Mazen Kerbaj is a Lebanese artist and musician based in Berlin. Shortly after the Israeli invasion of Gaza in 2023 people there began sending him photographs and videos of what was happening, which struck a chord as he’d previously published Beirut Won’t Cry about the Israeli invasion of Lebanon in 2006. Both invasions were in response to terrorist attacks, yet in Lebanon then and a Gaza conflict continuing as of writing, the Israeli reaction is totally disproportionate and places no value on the lives of ordinary people. Every bombing killing a dozen civilians is excused by the Israeli state on the basis a terrorist was targeted. Would Israel bomb an entire Tel Aviv apartment block if they suspected a Hamas terrorist lurked within? It’s horrific, yet the world won’t listen.

Kerbaj began drawing a daily cartoon in response to the messages and pictures he saw. In a world where any criticism of Israel raises accusations of anti-Semitism, Kerbaj’s honesty is going to be controversial, and his simple cartoon messages, often in the form of graphic questions or statements, are deliberately provocative. The drawing is crude and passionate, and also sharp and to the point, every single page a poster. That is apart from the page where Kerbaj supplies a dozen panels each filled with writing about horrific incidents he’s not yet had the time draw, or later lists along the same lines. One thing’s for sure, he’s not short of atrocities to chronicle.

Every time Kerbaj hits his target, even with pages where he writes of the difficulty of what he’s doing, knowing it’s infinitely worse for those experiencing what he draws.

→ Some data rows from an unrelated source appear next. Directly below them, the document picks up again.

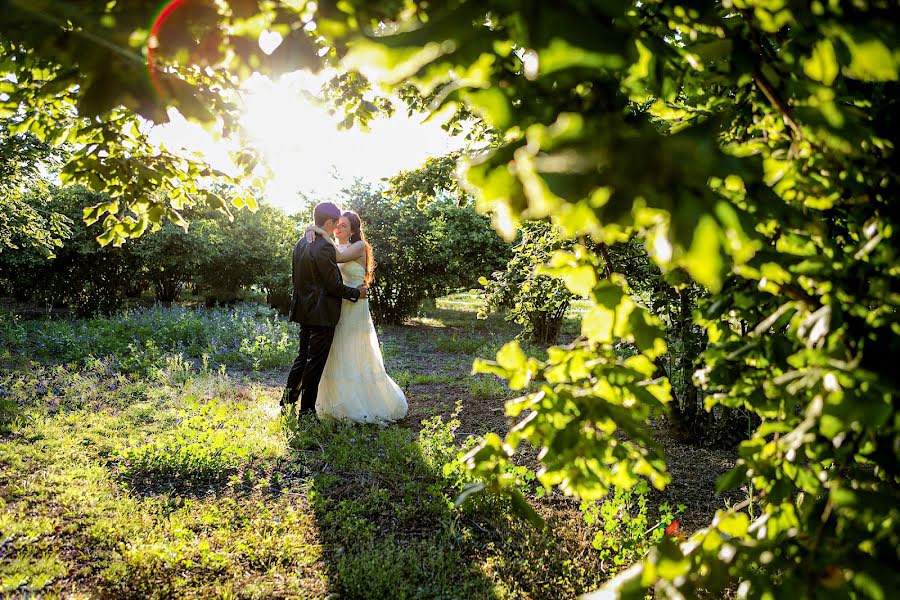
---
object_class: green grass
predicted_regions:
[0,306,656,598]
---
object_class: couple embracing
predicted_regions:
[281,202,407,423]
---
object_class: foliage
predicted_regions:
[0,0,282,245]
[7,0,900,598]
[0,307,612,599]
[0,119,70,255]
[319,1,900,598]
[479,221,576,345]
[581,481,685,575]
[120,398,272,483]
[345,183,508,323]
[0,186,140,315]
[192,204,298,302]
[134,223,203,302]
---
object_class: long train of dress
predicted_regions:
[316,261,408,423]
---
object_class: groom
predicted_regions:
[281,202,367,415]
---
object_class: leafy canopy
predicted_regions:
[0,0,900,598]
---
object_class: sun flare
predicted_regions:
[241,71,460,211]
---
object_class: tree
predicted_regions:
[0,0,900,597]
[345,182,509,323]
[0,119,70,255]
[320,1,900,597]
[479,221,574,346]
[134,223,203,302]
[0,186,145,315]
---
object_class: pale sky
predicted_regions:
[152,71,462,213]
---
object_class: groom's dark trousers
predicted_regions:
[287,324,334,413]
[284,235,359,413]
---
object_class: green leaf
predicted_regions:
[497,341,527,371]
[581,306,616,344]
[803,39,840,85]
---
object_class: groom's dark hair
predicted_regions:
[313,202,341,227]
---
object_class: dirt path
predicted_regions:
[247,324,743,546]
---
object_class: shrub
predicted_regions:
[479,221,574,345]
[346,183,509,324]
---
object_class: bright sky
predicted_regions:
[151,71,461,212]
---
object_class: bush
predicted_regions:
[346,183,509,323]
[479,221,574,345]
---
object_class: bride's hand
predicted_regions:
[304,225,325,244]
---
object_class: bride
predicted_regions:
[307,211,407,423]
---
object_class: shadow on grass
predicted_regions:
[284,416,498,598]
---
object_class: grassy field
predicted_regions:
[0,296,728,598]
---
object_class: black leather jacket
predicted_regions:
[290,235,359,327]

Even putting the mass killings to one side, some items are beyond belief, such as Israelis writing messages on bombs due to be dropped on Gaza.

On one occasion Kerbaj passes on a story about Israeli troops leaving behind bombs disguised as canned food now discredited by fact-checking sites. This shouldn’t detract from him being right about everything else.

Gaza in My Phone isn’t comfort reading, but an impassioned howl to a world refusing to see the truth. History will prove him right, but by then it will be too late.